Il
y avait un homme veuf qui s’appelait Prudent et qui vivait avec
sa fille. Sa femme était morte peu de jours après la naissance
de cette fille, qui s’appelait Rosalie. Le père de Rosalie
avait de la fortune ; il vivait dans une grande maison qui était
à lui : la maison était entourée d’un vaste
jardin où Rosalie allait se promener tant qu’elle voulait.
Elle
était élevée avec tendresse et douceur, mais son
père l’avait habituée à une obéissance
sans réplique. Il lui défendait d’adresser des questions
inutiles et d’insister pour savoir ce qu’il ne voulait pas
lui dire. Il était parvenu, à force de soin et de surveillance,
à presque déraciner en elle un défaut malheureusement
trop commun, la curiosité. Rosalie ne sortait jamais du parc,
qui était entouré de murs élevés. Jamais
elle ne voyait personne que son père ; il n’y avait aucun
domestique dans la maison ; tout semblait s’y faire de soi-même
; Rosalie avait toujours ce qu’il lui fallait, soit en vêtements,
soit en livres, soit en ouvrages ou en joujoux. Son père l’élevait
lui-même, et Rosalie, quoiqu’elle eût pr&e grave;s
de quinze ans, ne s’ennuyait pas et ne songeait pas qu’elle
pouvait vivre autrement et entourée de monde.
Il
y avait au fond du parc une maisonnette sans fenêtres et qui n’avait
qu’une seule porte, toujours fermée. Le père de
Rosalie y entrait tous les jours, et en portait toujours sur lui la
clef ; Rosalie croyait que c’était une cabane pour enfermer
les outils du jardin ; elle n’avait jamais songé à
en parler. Un jour qu’elle cherchait un arrosoir pour ses fleurs,
elle dit à son père : « Mon père, donnez-moi,
je vous prie, la clef de la maisonnette du jardin.
–
Que veux-tu faire de cette clef, Rosalie ?

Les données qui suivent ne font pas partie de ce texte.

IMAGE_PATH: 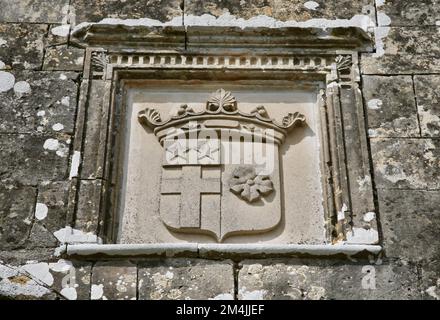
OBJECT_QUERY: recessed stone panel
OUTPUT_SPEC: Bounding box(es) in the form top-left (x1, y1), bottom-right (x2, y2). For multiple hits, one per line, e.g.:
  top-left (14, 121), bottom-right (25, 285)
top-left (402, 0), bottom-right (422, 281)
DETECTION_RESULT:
top-left (119, 82), bottom-right (326, 244)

– J’ai besoin d’un arrosoir ; je pense que j’en
trouverai un dans cette maisonnette.
– Non, Rosalie, il n’y a pas d’arrosoir là-dedans.

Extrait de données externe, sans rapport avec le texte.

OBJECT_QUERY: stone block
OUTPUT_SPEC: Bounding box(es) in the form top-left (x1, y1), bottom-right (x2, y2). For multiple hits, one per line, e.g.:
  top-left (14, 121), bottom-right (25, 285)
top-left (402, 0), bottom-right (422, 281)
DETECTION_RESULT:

» La voix de Prudent était si altérée en
prononçant ces mots, que Rosalie le regarda et vit avec surprise
qu’il était pâle et que la sueur inondait son front.

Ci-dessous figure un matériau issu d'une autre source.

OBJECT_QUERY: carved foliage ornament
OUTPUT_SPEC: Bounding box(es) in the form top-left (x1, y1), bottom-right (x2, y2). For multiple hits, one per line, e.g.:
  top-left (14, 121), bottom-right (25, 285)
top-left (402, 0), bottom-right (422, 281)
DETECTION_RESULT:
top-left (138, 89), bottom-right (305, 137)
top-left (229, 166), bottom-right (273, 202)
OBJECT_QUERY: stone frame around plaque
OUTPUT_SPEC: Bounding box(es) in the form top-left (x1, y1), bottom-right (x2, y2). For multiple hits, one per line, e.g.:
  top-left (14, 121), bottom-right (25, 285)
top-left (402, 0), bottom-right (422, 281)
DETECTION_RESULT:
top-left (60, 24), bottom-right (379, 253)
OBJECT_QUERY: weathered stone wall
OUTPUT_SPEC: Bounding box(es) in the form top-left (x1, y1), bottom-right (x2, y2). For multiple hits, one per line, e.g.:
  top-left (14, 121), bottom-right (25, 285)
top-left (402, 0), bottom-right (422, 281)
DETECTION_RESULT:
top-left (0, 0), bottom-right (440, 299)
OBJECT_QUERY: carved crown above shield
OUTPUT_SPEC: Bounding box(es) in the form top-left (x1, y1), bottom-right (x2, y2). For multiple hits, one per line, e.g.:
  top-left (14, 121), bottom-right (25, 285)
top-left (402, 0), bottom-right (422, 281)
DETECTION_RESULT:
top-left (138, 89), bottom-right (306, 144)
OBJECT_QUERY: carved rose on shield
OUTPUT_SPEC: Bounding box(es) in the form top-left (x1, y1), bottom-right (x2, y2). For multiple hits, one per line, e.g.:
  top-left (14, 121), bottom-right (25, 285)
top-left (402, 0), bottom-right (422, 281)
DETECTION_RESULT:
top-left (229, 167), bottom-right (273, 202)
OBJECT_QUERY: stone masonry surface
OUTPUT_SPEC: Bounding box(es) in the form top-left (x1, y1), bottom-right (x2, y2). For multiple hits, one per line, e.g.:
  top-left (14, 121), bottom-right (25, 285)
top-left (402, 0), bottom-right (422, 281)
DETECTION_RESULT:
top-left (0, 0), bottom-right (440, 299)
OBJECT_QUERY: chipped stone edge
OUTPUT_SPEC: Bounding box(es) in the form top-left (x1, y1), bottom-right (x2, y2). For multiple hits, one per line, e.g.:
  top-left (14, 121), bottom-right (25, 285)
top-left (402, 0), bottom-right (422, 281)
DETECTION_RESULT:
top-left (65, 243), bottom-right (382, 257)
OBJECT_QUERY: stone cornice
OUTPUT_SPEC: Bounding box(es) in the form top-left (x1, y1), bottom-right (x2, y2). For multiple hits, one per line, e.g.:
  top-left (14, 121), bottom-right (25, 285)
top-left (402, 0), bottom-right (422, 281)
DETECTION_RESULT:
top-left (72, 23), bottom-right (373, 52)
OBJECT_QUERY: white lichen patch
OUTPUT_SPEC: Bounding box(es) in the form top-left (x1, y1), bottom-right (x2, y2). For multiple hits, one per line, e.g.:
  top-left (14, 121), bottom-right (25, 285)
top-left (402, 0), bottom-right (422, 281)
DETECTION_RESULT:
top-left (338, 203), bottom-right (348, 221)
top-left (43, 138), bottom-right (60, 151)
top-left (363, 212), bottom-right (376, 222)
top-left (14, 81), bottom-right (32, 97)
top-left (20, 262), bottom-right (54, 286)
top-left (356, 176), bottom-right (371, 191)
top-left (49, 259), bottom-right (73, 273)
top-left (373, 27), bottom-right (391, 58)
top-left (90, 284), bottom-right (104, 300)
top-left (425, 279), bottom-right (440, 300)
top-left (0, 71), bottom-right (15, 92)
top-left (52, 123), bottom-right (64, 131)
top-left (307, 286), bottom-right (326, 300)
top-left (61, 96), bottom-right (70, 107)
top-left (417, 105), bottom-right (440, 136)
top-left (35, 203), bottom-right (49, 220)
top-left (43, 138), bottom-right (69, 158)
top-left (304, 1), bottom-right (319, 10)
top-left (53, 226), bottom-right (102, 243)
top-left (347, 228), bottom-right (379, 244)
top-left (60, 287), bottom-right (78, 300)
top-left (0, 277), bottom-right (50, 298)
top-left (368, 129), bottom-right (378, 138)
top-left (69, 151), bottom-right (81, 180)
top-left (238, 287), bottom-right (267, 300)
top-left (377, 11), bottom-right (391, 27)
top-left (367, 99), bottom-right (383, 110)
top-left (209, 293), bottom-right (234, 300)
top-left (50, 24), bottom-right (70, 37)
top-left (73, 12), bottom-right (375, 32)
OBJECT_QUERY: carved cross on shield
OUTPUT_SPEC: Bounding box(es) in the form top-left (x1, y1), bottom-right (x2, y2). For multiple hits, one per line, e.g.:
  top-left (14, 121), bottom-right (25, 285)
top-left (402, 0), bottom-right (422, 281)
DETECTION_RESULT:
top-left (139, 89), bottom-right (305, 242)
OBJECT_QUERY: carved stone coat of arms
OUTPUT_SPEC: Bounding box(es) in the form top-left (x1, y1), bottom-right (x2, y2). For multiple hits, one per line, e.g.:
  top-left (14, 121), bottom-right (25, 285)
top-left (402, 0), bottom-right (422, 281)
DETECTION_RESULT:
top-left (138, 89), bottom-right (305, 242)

« Qu’avez-vous, mon père ? dit Rosalie effrayée.
– Rien, ma fille, rien.
– C’est la demande de cette clef qui vous a bouleversé,
mon père ; qu’y a-t-il donc dans cette maison qui vous
cause une telle frayeur ?
– Rosalie, tu ne sais ce que tu dis ; va chercher ton arrosoir
dans la serre.
– Mais, mon père,
qu’y a-t-il dans cette maisonnette ?
– Rien qui puisse t’intéresser, Rosalie.
– Mais pourquoi y allez-vous tous les jours sans jamais me permettre
de vous accompagner ?
– Rosalie, tu sais que je n’aime pas les questions, et que
la curiosité est un vilain défaut. »
Rosalie
ne dit plus rien, mais elle resta pensive. Cette maisonnette, à
laquelle elle n’avait jamais songé, lui trottait dans la
tête.
« Que peut-il y avoir là-dedans ? se disait-elle. Comme
mon père a pâli quand j’ai demandé d’y
entrer !… Il pensait donc que je courais quelque danger en y
allant !… Mais pourquoi lui-même y va-t-il tous les jours
?… C’est sans doute pour porter à manger à
la bête féroce qui s’y trouve enfermée…
Mais s’il y avait une bête féroce, je l’entendrais
rugir ou s’agiter dans sa prison ; jamais on n’entend aucun
bruit dans cette cabane ; ce n’est donc pas une bête ! D’ailleurs
elle dévorerait mon père quand il y va… à
moins qu’elle ne soit attachée… Mais si elle est
attachée, il n’y a pas de danger pour moi non plus. Qu’est-ce
que cela peut être ?… Un prisonnier !… Mais mon
père est b on ; il ne voudrait pas priver d’air et de liberté
un malheureux innocent !… Il faudra absolument que je découvre
ce mystère… Comment faire ?… Si je pouvais soustraire
à mon père cette clef, seulement pour une demi-heure !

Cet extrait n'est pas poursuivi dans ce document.